Stefania Skwarczyńska de domo   (born November 17, 1902 in Kamionka Strumiłowa , died April 28, 1988 in Łódź) was a Polish theorist and historian of literature, theatrologist, full professor, doctor honoris causa of the University of Łódź, and World War II resistance fighter.

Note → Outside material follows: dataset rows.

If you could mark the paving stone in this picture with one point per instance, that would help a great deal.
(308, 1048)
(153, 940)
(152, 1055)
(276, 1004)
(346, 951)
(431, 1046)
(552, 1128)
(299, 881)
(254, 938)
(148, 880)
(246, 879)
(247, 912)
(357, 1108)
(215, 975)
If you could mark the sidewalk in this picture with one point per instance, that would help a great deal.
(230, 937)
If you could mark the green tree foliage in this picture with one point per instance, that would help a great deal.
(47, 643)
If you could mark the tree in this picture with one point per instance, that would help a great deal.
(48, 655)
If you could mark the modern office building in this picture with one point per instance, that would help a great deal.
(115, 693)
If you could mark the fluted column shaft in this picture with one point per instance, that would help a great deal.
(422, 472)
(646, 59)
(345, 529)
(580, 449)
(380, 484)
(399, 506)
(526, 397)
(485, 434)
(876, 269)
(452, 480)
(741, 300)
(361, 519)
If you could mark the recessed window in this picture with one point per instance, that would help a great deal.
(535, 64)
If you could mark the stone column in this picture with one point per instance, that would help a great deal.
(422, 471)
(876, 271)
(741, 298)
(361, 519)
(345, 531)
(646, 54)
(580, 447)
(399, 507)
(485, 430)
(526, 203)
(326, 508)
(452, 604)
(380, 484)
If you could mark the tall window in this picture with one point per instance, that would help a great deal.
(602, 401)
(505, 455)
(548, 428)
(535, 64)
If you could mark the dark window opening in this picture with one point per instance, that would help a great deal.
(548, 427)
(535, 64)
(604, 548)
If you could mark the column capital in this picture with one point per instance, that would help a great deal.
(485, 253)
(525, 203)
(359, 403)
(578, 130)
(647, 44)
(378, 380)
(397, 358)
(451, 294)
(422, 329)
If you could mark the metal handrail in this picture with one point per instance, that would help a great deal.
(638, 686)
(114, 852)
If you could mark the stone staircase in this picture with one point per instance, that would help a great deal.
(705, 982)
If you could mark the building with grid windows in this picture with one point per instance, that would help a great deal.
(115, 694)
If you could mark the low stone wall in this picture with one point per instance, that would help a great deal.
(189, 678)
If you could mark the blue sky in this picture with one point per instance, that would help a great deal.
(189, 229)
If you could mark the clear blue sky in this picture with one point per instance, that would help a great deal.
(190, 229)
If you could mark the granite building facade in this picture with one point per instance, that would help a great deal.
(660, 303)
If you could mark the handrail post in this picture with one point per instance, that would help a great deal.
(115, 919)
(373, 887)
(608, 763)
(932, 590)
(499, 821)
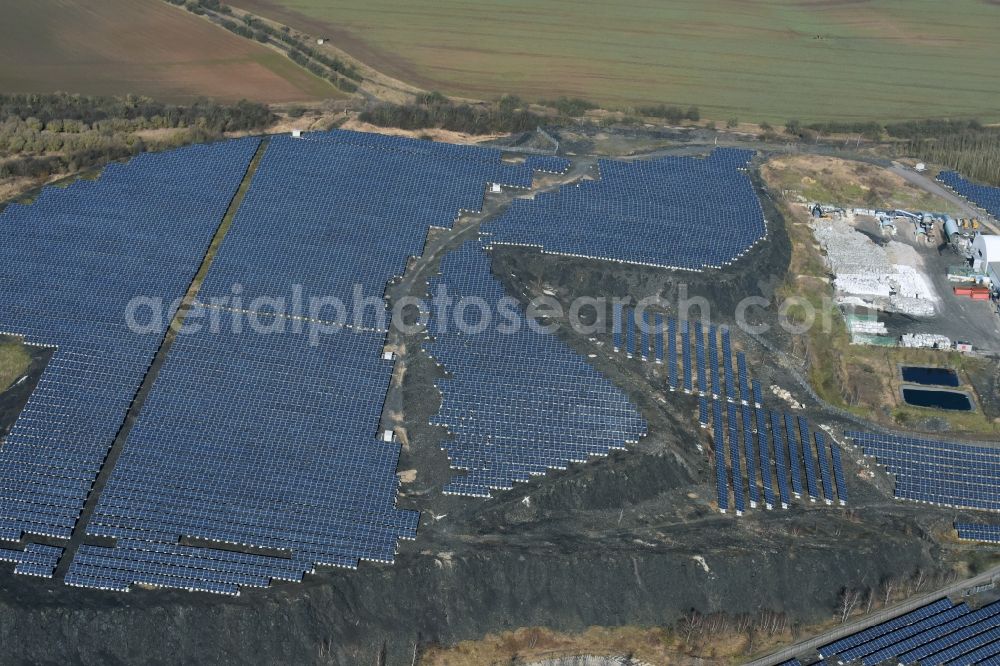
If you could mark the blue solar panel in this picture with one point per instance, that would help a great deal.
(838, 473)
(794, 457)
(686, 354)
(734, 459)
(808, 457)
(672, 352)
(727, 363)
(720, 456)
(518, 404)
(713, 361)
(750, 455)
(617, 325)
(984, 196)
(203, 459)
(35, 560)
(741, 362)
(644, 340)
(689, 213)
(892, 644)
(658, 333)
(978, 532)
(937, 472)
(630, 332)
(699, 341)
(763, 443)
(824, 466)
(950, 634)
(73, 262)
(872, 633)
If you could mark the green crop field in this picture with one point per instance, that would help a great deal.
(145, 47)
(756, 60)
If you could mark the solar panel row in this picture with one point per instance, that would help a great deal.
(691, 213)
(760, 464)
(35, 560)
(937, 472)
(984, 196)
(263, 436)
(977, 532)
(73, 264)
(519, 403)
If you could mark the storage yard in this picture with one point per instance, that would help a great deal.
(375, 470)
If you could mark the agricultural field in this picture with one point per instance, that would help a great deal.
(143, 47)
(775, 60)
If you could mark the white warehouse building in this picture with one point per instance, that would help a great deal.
(986, 257)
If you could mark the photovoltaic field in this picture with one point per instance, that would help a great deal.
(774, 60)
(256, 456)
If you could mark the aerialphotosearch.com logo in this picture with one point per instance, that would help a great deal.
(317, 316)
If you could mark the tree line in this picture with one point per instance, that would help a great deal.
(45, 135)
(341, 74)
(434, 110)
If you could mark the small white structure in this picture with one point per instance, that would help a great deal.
(985, 251)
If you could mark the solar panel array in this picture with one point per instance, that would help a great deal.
(35, 560)
(938, 633)
(978, 532)
(70, 264)
(517, 404)
(255, 439)
(281, 454)
(984, 196)
(675, 212)
(360, 206)
(769, 451)
(946, 473)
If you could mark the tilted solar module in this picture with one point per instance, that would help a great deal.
(808, 457)
(838, 473)
(939, 472)
(686, 354)
(713, 360)
(824, 465)
(750, 454)
(261, 438)
(616, 326)
(794, 454)
(872, 633)
(763, 442)
(691, 213)
(976, 532)
(74, 266)
(672, 352)
(984, 196)
(721, 483)
(658, 337)
(517, 403)
(736, 473)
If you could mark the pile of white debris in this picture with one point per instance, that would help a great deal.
(925, 340)
(884, 278)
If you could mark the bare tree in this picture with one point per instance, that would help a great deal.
(848, 602)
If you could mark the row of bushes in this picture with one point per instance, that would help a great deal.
(341, 74)
(433, 110)
(75, 112)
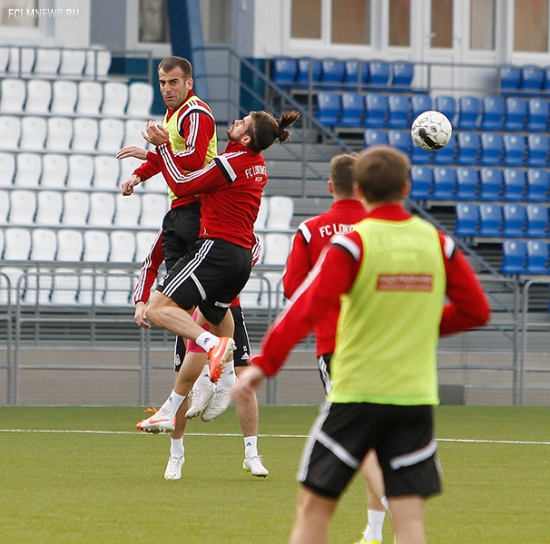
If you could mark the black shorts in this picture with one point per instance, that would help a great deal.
(402, 437)
(180, 232)
(209, 277)
(241, 355)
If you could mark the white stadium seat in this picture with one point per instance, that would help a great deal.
(39, 96)
(90, 95)
(64, 97)
(22, 207)
(115, 98)
(81, 170)
(60, 134)
(54, 171)
(140, 100)
(13, 94)
(33, 133)
(85, 132)
(28, 170)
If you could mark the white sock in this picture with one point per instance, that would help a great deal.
(251, 446)
(374, 526)
(171, 404)
(203, 381)
(176, 447)
(207, 341)
(228, 377)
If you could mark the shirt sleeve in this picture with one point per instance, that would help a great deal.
(467, 306)
(298, 265)
(332, 275)
(149, 271)
(206, 180)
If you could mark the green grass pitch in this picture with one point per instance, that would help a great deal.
(107, 486)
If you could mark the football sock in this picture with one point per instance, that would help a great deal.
(176, 447)
(203, 381)
(250, 446)
(374, 526)
(171, 405)
(207, 341)
(228, 377)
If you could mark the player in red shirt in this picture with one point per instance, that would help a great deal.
(218, 268)
(313, 236)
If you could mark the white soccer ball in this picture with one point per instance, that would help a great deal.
(431, 130)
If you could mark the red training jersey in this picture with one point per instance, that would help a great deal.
(312, 236)
(230, 186)
(334, 275)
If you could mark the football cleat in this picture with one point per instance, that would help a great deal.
(199, 399)
(255, 466)
(218, 404)
(219, 355)
(173, 468)
(157, 424)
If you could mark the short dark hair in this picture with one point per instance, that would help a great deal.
(341, 173)
(381, 173)
(265, 129)
(169, 63)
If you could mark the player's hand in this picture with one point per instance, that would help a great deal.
(139, 316)
(155, 134)
(249, 380)
(129, 184)
(132, 151)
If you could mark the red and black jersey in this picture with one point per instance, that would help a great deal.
(312, 236)
(230, 186)
(197, 126)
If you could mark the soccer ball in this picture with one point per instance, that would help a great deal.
(431, 130)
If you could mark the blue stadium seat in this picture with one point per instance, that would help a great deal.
(537, 114)
(421, 103)
(490, 187)
(444, 183)
(532, 78)
(398, 111)
(515, 219)
(376, 110)
(469, 144)
(467, 182)
(332, 74)
(491, 148)
(538, 148)
(402, 75)
(514, 256)
(514, 184)
(514, 149)
(353, 107)
(538, 184)
(375, 136)
(510, 78)
(421, 182)
(467, 220)
(447, 106)
(537, 221)
(284, 72)
(515, 113)
(356, 74)
(446, 155)
(490, 220)
(379, 74)
(469, 108)
(492, 113)
(328, 108)
(401, 139)
(537, 257)
(303, 74)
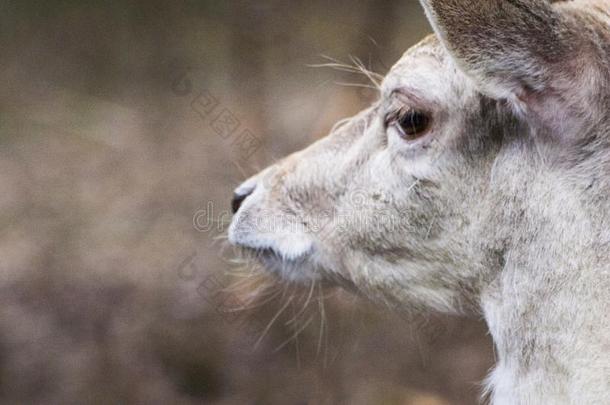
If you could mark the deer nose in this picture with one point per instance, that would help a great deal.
(239, 197)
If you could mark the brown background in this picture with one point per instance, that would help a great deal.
(108, 292)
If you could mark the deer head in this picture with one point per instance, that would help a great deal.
(482, 167)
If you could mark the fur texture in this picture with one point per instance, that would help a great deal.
(500, 209)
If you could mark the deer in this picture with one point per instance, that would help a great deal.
(477, 184)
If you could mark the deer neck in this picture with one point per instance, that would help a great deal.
(547, 309)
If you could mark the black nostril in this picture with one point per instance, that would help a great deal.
(238, 199)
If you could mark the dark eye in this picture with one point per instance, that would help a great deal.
(412, 124)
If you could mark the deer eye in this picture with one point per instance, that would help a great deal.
(410, 124)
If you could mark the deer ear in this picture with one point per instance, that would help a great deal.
(513, 49)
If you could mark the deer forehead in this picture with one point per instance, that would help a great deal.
(428, 74)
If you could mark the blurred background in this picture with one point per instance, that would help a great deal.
(120, 124)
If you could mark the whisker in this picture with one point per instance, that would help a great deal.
(270, 324)
(294, 335)
(311, 289)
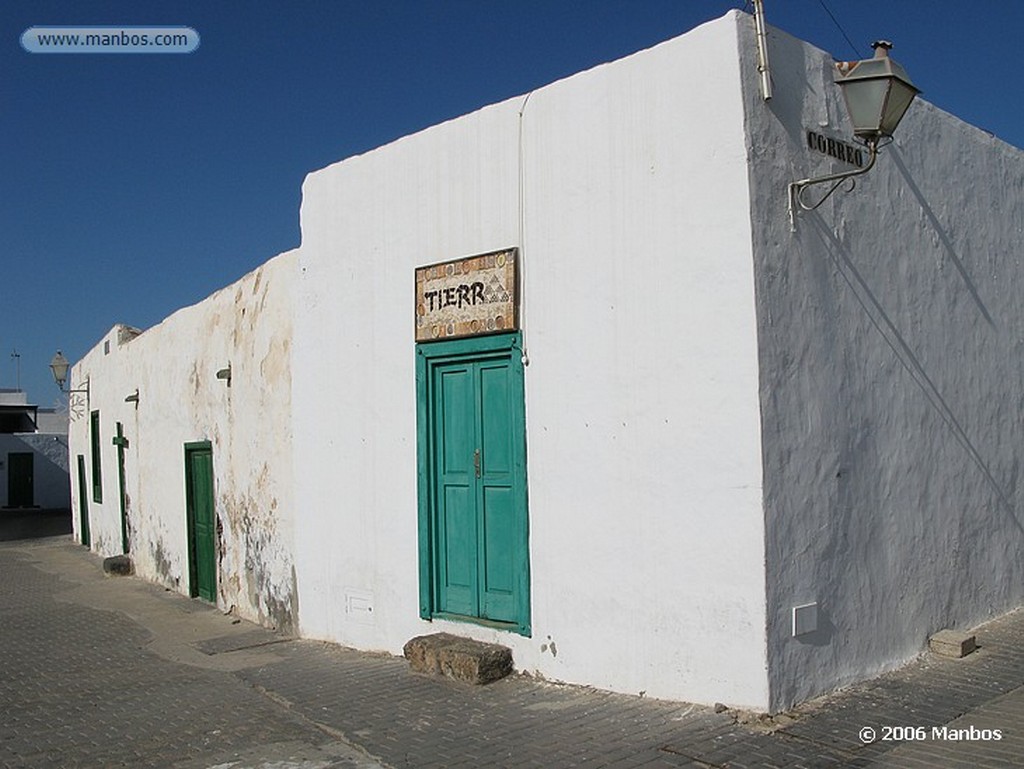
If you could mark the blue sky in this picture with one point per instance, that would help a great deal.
(134, 184)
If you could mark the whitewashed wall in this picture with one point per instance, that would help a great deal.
(49, 467)
(173, 366)
(626, 188)
(892, 380)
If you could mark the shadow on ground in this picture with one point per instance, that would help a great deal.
(32, 523)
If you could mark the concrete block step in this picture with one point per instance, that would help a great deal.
(460, 658)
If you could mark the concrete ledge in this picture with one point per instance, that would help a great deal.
(119, 565)
(951, 643)
(461, 658)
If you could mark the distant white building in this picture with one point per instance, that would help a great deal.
(33, 455)
(560, 375)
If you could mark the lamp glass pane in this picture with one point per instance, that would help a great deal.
(899, 100)
(864, 100)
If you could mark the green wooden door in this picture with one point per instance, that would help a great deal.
(20, 486)
(201, 521)
(83, 503)
(474, 443)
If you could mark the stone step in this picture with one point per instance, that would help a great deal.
(461, 658)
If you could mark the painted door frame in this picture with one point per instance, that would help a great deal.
(429, 355)
(83, 504)
(20, 479)
(195, 588)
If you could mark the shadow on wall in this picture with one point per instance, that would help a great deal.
(941, 232)
(906, 357)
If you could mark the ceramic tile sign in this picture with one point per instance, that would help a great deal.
(467, 297)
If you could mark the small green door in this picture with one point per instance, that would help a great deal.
(20, 487)
(201, 522)
(83, 503)
(474, 441)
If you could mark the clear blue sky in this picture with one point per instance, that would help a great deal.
(134, 184)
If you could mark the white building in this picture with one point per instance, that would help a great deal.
(33, 455)
(704, 417)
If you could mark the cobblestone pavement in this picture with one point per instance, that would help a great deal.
(105, 672)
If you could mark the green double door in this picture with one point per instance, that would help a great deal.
(201, 521)
(20, 483)
(474, 441)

In April 1940, as the wife of a Polish officer imprisoned in Starobelsk officer's camp, she, her children, and her mother-in-law were exiled to Kazakhstan, from where she was released back to Lwów by the efforts of scientists and continued her work at Lwów University. During the German occupation she was employed at the Lviv Institute for Typhus and Virus Research as a manager of the department of "lice feeders" (1941-1944).  During this time she took part in the underground education in Poland during World War II. In 1945 she became a member of the Union of Armed Struggle, known under the noms de guerre: "Maria" and "Jarema" and took part in actions for liberating the Jews.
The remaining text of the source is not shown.